El chico se sintió relajado y libre. No era muy común que sus padres lo dejaran retozar en la casa.

El verano estaba pintando bien pensó y tomando una toalla se fue para zambullirse en la pileta que estaba al otro extremo de la casa.

Allí en ese sector había plantas, árboles y flores de muchos colores. En realidad era una bella casa y la tenían bien cuidada.

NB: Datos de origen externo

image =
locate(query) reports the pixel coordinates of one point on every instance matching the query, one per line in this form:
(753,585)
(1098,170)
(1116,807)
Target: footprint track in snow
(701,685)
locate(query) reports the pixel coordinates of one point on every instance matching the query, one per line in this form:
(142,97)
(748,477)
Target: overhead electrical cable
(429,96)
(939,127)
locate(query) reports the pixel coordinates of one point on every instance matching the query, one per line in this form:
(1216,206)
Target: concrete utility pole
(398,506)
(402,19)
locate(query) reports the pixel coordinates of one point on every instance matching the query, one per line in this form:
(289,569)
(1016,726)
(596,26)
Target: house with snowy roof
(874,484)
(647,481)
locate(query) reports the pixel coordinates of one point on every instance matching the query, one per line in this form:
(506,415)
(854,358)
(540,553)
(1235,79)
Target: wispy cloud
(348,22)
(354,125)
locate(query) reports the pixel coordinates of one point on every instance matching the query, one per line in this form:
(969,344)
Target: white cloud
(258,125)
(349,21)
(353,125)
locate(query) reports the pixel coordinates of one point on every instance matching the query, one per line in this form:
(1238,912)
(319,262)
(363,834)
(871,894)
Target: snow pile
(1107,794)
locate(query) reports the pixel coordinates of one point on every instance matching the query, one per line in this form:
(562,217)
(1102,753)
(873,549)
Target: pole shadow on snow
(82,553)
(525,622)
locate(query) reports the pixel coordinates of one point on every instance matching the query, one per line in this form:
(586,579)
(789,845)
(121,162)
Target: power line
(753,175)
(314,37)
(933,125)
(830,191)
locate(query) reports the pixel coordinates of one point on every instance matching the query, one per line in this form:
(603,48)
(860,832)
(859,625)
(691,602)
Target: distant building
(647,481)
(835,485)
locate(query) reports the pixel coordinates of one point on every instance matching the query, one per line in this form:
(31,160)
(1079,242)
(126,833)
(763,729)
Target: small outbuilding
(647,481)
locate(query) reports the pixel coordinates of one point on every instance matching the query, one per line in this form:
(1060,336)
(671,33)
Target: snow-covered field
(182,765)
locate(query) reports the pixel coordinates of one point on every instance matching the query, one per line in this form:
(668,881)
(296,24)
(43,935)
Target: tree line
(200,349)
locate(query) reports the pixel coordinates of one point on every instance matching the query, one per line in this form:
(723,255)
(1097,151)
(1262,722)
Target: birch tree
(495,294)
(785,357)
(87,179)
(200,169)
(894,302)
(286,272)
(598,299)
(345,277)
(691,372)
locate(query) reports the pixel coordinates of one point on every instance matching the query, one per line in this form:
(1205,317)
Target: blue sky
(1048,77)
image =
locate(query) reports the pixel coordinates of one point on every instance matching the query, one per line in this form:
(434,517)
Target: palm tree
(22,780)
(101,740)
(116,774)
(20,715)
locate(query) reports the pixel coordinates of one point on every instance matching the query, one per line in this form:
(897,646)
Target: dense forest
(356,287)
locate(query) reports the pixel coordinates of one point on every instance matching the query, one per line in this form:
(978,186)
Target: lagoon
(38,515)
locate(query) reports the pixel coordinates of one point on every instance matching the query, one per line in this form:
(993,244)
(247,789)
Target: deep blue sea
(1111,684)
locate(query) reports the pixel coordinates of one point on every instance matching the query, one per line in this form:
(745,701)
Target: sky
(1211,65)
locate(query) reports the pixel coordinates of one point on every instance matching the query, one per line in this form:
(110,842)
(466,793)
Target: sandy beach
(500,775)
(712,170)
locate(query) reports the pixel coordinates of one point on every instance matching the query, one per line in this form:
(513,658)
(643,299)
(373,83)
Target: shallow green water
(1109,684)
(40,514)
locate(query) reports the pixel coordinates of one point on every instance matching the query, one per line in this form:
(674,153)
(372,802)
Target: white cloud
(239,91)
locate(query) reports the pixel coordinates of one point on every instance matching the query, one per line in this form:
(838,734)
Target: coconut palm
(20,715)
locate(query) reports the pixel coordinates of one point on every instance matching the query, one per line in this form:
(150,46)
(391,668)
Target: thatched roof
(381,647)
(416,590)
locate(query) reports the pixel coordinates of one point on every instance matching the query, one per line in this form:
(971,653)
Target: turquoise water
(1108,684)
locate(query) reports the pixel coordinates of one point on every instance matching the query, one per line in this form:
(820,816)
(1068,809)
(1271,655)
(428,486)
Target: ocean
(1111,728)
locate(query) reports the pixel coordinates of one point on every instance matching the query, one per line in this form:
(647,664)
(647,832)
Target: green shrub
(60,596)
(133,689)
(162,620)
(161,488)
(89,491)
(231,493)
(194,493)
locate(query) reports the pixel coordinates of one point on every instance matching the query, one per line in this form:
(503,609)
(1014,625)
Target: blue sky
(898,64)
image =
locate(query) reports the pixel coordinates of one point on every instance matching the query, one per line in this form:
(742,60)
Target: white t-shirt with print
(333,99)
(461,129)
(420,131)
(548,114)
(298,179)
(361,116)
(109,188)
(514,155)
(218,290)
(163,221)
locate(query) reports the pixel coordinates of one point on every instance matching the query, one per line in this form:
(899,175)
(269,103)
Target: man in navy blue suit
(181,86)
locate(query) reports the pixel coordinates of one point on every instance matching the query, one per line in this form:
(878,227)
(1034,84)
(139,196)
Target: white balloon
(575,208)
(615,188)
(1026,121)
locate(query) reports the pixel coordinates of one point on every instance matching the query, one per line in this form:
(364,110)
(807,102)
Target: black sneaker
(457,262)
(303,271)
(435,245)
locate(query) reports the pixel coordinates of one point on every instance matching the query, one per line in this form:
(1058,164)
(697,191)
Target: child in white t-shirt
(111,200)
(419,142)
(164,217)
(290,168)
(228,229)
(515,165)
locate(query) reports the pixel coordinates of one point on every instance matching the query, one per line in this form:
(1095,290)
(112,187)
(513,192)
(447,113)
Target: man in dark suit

Fer se hundió en el agua y nado por algunos minutos de un lado a otro. La piscina se lo permitía ya que era bastante grande.  Luego salió de allí y se fue a preparar un sándwich porque tenía hambre.

Se quedó dormido en el sillón mirando la tele. Despertó cuando escuchó sonar el timbre de calle. Somnoliento aún, fue hasta la puerta, miro antes de abrir y supuso que era quien tenía que venir.

__¡Hola, soy el señor Luma!__ dijo un imponente hombre, alto, de anchos hombros, cara ennegrecida, con el color de  la gente del altiplano.

__¿Si? ¿Es el maestro mayor?__ preguntó Fer, aún sin despertar

__¡Si!

__¡Pase, pase usted!__ el hombrón se movió y entro, a Fer le pareció mas alto aún, pero estaba bien formado,  le pareció hasta elegante en sus formas.

__Su padre había dicho que tenían un problema en el techo

__Eso creo, sí…

__Habrá alguna forma de llegar, no traje escalera…

__Si, es por acá…__ subieron por una escalera y el hombre Luma lo seguía por detrás.

Había un descanso y allí una pequeña puerta. Fer la abrió y salieron al techo.

El sol pegaba fuerte.

__¡Parece que se vino el calor!__ comentó Luma.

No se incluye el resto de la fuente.